CCBA President Dr. Angela Kersenbrock Appointed to National Credential As You Go Initiative Advisory Board
Dr. Angela Kersenbrock, president of the Community College Baccalaureate Association (CCBA) was recently appointed to the Phase 2 Advisory Board for SUNY Empire State College’s Credential As You Go initiative.
“The members of this advisory board represent several categories of credentialing expertise – higher education institutions, state systems of higher education, research and policy think tanks, philanthropy, business/industry and related associations, and workforce groups,” explains Nan Travers, director of the Center for Leadership in Credentialing Learning at SUNY Empire.
Led by Travers, the yearlong initiative is the result of a $220,000 grant from the Lumina Foundation to SUNY Empire to develop a nationally recognized incremental higher education credentialing system that addresses the needs of today’s lifelong learners by expanding upon existing certificates, undergraduate degrees and graduate degrees.

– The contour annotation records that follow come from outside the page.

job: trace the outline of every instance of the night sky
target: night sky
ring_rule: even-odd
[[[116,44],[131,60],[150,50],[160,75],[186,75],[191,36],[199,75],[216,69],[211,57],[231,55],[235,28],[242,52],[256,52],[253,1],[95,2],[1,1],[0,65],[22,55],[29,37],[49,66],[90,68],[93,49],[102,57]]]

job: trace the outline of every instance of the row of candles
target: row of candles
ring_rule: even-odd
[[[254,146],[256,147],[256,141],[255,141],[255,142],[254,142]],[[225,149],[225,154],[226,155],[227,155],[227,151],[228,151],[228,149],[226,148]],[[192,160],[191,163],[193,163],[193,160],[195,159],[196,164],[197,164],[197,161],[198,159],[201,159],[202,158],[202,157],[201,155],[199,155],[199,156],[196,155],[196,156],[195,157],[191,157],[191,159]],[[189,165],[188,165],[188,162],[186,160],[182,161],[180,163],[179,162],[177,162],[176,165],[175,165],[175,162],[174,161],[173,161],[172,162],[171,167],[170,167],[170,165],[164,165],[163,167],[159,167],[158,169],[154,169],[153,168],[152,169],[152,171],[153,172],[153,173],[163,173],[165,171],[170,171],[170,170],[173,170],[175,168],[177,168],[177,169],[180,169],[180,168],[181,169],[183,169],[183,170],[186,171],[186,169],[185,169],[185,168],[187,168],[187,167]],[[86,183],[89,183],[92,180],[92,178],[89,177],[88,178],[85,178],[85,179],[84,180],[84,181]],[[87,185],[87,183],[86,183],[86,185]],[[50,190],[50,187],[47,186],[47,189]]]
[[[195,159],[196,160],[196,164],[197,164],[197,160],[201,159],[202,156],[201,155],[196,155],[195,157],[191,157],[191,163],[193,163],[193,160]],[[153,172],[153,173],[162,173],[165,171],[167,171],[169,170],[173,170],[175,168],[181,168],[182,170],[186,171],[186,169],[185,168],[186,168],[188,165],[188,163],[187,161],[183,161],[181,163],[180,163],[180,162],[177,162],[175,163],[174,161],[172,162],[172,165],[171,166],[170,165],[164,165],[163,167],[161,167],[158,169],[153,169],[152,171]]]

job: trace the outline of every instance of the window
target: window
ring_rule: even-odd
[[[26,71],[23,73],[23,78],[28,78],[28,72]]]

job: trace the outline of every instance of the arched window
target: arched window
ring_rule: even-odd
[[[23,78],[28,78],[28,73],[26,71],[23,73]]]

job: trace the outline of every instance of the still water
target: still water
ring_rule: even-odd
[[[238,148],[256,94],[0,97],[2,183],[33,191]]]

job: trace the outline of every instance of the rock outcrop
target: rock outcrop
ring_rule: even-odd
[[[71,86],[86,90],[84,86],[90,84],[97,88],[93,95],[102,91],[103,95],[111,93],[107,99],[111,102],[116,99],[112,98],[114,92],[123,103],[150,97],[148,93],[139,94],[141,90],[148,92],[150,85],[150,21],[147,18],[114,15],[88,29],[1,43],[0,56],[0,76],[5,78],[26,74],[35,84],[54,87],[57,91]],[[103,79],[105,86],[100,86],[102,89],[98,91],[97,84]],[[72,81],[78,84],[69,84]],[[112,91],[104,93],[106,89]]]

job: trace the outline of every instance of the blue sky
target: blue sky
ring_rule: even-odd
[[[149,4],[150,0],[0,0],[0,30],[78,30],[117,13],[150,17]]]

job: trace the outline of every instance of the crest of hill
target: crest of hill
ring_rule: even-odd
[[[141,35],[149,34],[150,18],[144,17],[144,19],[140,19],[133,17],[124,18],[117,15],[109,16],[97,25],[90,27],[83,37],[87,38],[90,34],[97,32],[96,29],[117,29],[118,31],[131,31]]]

According to the project’s developers, the U.S. lacks a system that allows individuals to be recognized for their knowledge through established and widely accepted credentials or a way to ‘credential up’ their learning as they progress through work and life experiences. An authorized, incremental credentialing system that is encouraged and supported at the federal, accreditation, state, system, and institutional levels will provide clear credentialing pathways as alternatives to the current, restrictive degree system for all learners – first-time students, returning adults, or adults with no recognized post-secondary education.
“The Credential As You Go initiative aligns with the CCBA’s pledge to ensure underserved, non-traditional adult students can achieve economic security via direct access to high quality, high value, career-technical education by recognizing that education is a lifelong learning process,” Kersenbrock says. “I look forward to working with this esteemed collection of advisory board members as we help design a national credentialing system that provides equitable pathways to higher education.”
About the Community College Baccalaureate Association
Since 1999, the Community College Baccalaureate Association (CCBA) has been the nation’s only organization dedicated to promoting baccalaureate degrees on community college campuses as a means of closing racial, ethnic, and economic gaps by providing its members access to research data and strategic guidance as they develop and implement their baccalaureate degree programs.